© JUNGE FREIHEIT Verlag GmbH & Co.  www.jungefreiheit.de  17/14 / 18. April 2014

Knapp daneben
Ohne Rausch erwachsen werden
Karl Heinzen

Marlene Mortler ist nicht nur Ehrenbezirksbäuerin in Mittelfranken und Bundestagsabgeordnete der CSU. Im Januar wurde sie auch zur Drogenbeauftragten der Bundesregierung ernannt. Früher hätte man bei solch einer Berufung gesagt: Nun gut, von Cannabis wird sie nichts verstehen, denn das ist halt das Suchtmittel linker Hedonisten. Koks sollte sie kennen, denn in der bajuwarischen Schickeria geht es nicht ohne, sie wird aber ihr Wissen nicht preisgeben. Zum Alkohol dürfte sie ein gesundes Verhältnis haben, sind doch ihre Landsleute als besonders trinkfreudig und trinkfest bekannt.

Heute ticken leider auch in Bayern die Uhren wie im Rest der Republik. Raucher werden im öffentlichen Raum drangsaliert. CSU-Politiker wagen es nicht mehr, durch Überschreiten der Promillegrenze am Steuer beim Wähler zu punkten. In der Werbung prosten sich verhärmte Asketen im Sportdreß mit Erdinger Alkoholfrei zu, um den Eindruck zu erwecken, es ließe sich auch ganz ohne Rausch glücklich leben.

30 Prozent der Jugendlichen trinken nie Alkohol. Vor zehn Jahren war diese Quote noch halb so hoch!

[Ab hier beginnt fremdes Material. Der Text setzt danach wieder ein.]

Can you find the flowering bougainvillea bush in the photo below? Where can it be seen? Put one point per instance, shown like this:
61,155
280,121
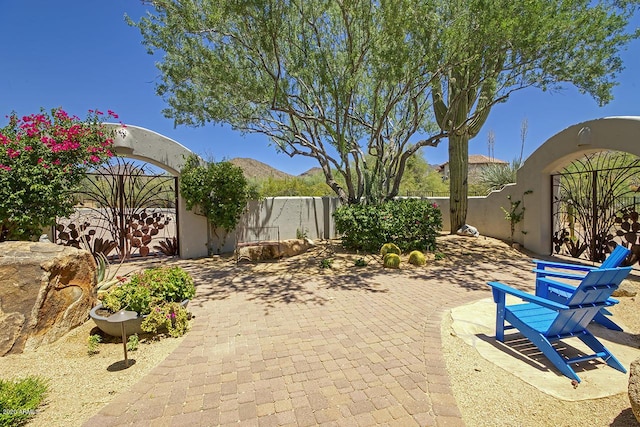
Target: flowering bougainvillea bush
43,158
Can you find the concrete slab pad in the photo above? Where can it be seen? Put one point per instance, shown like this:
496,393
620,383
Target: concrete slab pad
474,323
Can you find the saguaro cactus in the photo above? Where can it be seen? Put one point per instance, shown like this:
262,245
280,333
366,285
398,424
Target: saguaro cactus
457,118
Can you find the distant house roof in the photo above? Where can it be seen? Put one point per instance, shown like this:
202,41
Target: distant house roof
479,159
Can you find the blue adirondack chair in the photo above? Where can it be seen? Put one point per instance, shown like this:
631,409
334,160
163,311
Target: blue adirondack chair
544,321
559,292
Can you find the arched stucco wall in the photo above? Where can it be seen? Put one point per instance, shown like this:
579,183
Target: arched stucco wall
151,147
613,133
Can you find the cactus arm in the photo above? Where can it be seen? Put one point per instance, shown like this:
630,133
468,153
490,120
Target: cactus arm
439,107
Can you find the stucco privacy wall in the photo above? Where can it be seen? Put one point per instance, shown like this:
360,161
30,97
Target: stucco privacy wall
282,217
613,133
151,147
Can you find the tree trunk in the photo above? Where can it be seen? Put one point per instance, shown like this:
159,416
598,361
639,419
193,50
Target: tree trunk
458,180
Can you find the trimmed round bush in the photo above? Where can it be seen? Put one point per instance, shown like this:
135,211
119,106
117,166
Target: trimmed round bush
389,248
417,258
391,261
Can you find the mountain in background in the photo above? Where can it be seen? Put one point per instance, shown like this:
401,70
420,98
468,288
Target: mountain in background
255,169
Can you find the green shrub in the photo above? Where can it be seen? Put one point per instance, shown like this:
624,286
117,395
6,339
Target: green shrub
128,296
409,223
166,284
133,342
149,288
417,258
20,399
360,262
391,261
170,316
389,248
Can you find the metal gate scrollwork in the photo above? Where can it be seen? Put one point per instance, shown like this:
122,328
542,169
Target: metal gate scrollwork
123,211
594,206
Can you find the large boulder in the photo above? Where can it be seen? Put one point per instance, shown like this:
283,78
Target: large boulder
45,291
634,387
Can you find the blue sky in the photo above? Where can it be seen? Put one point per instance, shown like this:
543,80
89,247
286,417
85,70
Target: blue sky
81,55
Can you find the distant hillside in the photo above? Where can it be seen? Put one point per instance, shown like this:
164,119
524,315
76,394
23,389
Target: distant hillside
254,169
312,171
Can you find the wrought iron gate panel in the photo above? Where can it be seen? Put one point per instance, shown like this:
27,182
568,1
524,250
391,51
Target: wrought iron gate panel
123,211
594,203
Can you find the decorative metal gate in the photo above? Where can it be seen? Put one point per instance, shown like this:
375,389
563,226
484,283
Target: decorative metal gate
594,206
123,211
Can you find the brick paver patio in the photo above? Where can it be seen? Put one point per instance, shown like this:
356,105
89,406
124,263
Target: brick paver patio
284,351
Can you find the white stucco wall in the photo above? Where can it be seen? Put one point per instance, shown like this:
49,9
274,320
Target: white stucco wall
151,147
613,133
274,218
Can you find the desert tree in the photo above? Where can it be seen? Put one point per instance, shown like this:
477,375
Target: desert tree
493,48
347,83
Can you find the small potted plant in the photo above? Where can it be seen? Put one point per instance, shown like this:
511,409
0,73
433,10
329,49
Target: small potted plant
164,290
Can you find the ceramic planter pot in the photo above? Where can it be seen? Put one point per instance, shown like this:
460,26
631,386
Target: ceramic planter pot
114,329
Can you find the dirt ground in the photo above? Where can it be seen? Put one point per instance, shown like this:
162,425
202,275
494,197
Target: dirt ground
81,384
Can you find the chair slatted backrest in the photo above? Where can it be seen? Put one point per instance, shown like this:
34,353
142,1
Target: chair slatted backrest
588,298
615,259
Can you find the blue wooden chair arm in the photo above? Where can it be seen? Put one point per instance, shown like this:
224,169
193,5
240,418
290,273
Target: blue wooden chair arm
543,285
540,264
500,289
558,274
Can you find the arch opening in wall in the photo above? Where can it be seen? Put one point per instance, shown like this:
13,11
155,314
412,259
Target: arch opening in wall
595,204
124,209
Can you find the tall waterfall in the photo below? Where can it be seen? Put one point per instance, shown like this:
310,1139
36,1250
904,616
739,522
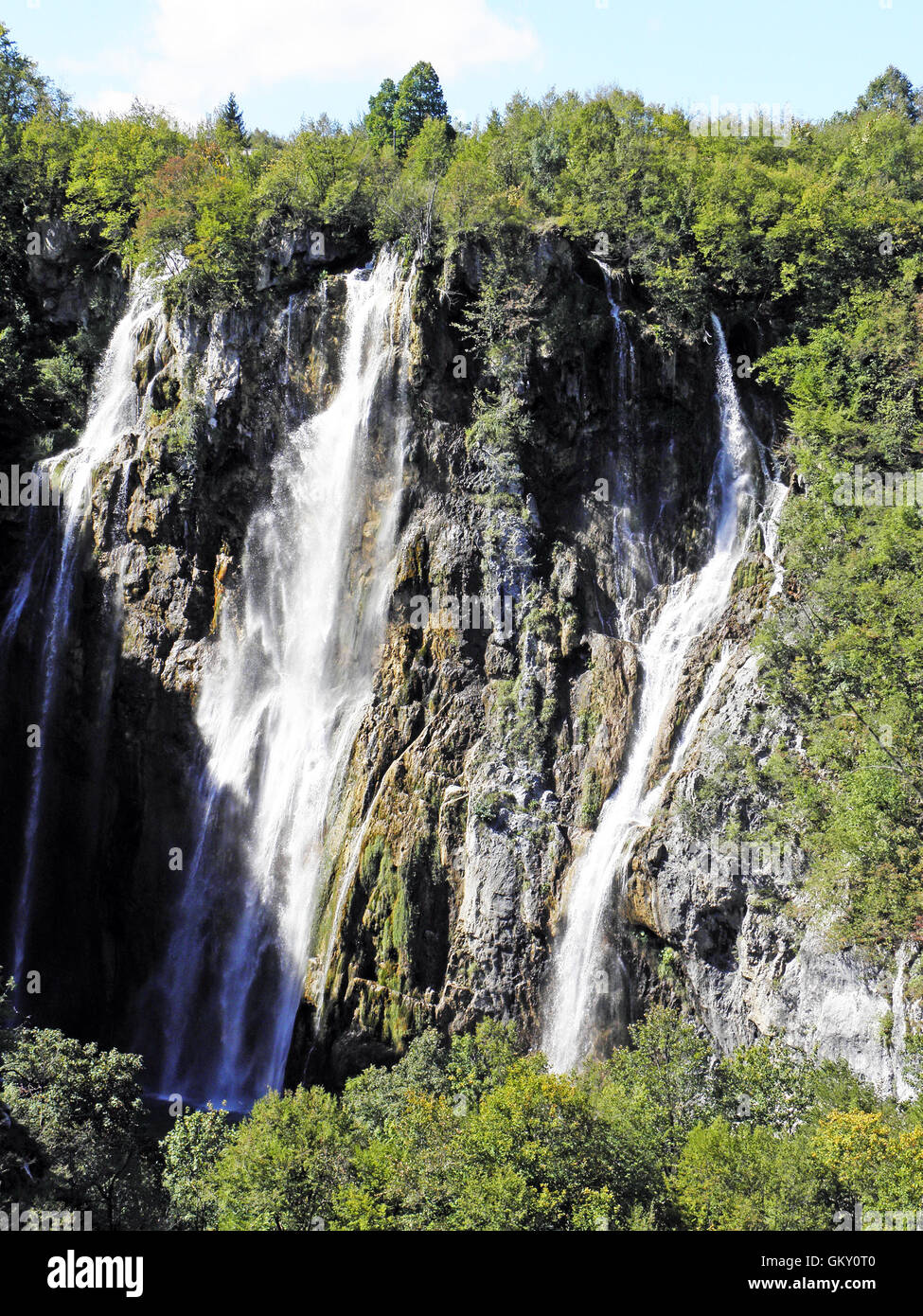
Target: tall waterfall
279,707
693,604
114,409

Marlene Mortler kann daher ihrem neuen Amt gerecht werden, ohne sich zu verbiegen. Das Entsetzen, mit dem sie die neuesten Zahlen zum Alkoholkonsum junger Menschen präsentierte, wirkte authentisch. Ihr Appell, es müsse endlich ein Umdenken stattfinden, klang nicht wie ein Scherz.

Tatsächlich trinken junge Menschen immer noch Alkohol und manche manchmal sogar ein wenig zuviel. Das ist aus der Sicht der auf die Disziplinierung Heranwachsender bedachten Phalanx aus Schulen, Arbeitgebern, Polizei, Krankenkassen und Politik unverzeihlich. Wer sich diese Warte nicht zu eigen macht, wird aber ganz andere Trends für alarmierend halten. 30 Prozent der Jugendlichen trinken nie Alkohol. Vor zehn Jahren war diese Quote noch halb so hoch! Die erste Begegnung mit dem Alkohol findet immer später statt. Erst mit durchschnittlich 16 Jahren erleben Jugendliche ihren ersten Vollrausch. Der Kreis, den eine freudlose und leistungsorientierte Gesellschaft um sie schließt, wird enger und enger. Wie sollen sie erwachsen werden, wenn sie die Spielregeln, die man ihnen aufzwängt, nicht brechen?